With the active management part, the index-enhanced ETF needs to make a difference and advantage in terms of strategy compared to the ordinary index ETF. Su Yanqing said that the enhancement strategy mainly adopts the multi-factor enhancement model. Based on the historical data of the underlying index constituent stocks and other stocks, the statistical analysis of the impact of various factors on the performance of individual stocks in different market environments is conducted to find possible influences. The factor of stock return.

A public fundraising investment manager in Beijing also said that from the perspective of investment, the ordinary index enhancement and ETF enhancement are the same, the difference is in the product design mechanism. "Investment is to strengthen the benchmark index, the difference is that one can be listed and traded, one is not. The other is the difference in the design of the redemption."

A person familiar with index-enhanced ETF products specifically stated that this product has three major advantages: first, the transaction is more convenient, second, the rate is relatively lower, and third, the active management part is more transparent. “Index-enhanced ETFs are listed and traded and can be subscribed, purchased, redeemed, traded on-site, and are more efficient and less expensive than off-market active quantitative enhancement products. Compared to ordinary indices The enhanced fund, its active management part is more transparent, a large probability will be transferred once a month, the ordinary off-exchange fund will only publish a quarterly report in a quarter to see the change in positions."

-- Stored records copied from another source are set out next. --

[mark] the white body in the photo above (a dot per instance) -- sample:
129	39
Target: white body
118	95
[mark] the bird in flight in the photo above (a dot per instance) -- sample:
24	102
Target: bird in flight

The First Financial Reporter learned that China Merchants Fund has set the product management fee rate to five thousandths. "Now we are reporting an ETF rate of almost two-thousandths, but because of this active management, the management fee is slightly higher. But compared with the current mainstream ETF, the rate is still low, Wind. The data shows that the average management fee rate of the ETF market is 0.58%." The aforementioned China Merchants Fund said.

“The market for ETFs is a winner, and the homogenization phenomenon is serious. If the same products are reissued, they are not competitive with the previous products, especially the leading products.” The aforementioned Beijing public fundraising investment department chief said.

He further stated that “the current fund companies push index-enhanced ETFs are also based on two considerations. On the one hand, ETFs are more successful products; on the other hand, index enhancement is also a successful product, then these fund companies consider combining the two. Make a difference, make a first-mover advantage in an innovative way, and stand out in the same product."

In the opinion of the industry, both China Merchants and Cathay Pacific are companies with a wide distribution index. They are also highly sensitive to the index business and have a certain foundation in product innovation.

“Every family has their own things, and their strategies are also confidential. I think new products may be related to their own strategies for enhancing products or active products.” The aforementioned Shenzhen public funded active quantitative product fund manager said.

Wind statistics show that Guotai Fund currently has 141 products (ABC share is calculated separately), the number of index funds is 28; China Merchants Fund currently has 241 products (ABC share is calculated separately), the number of index funds is 44; China Merchants Fund currently has 6 enhanced index funds.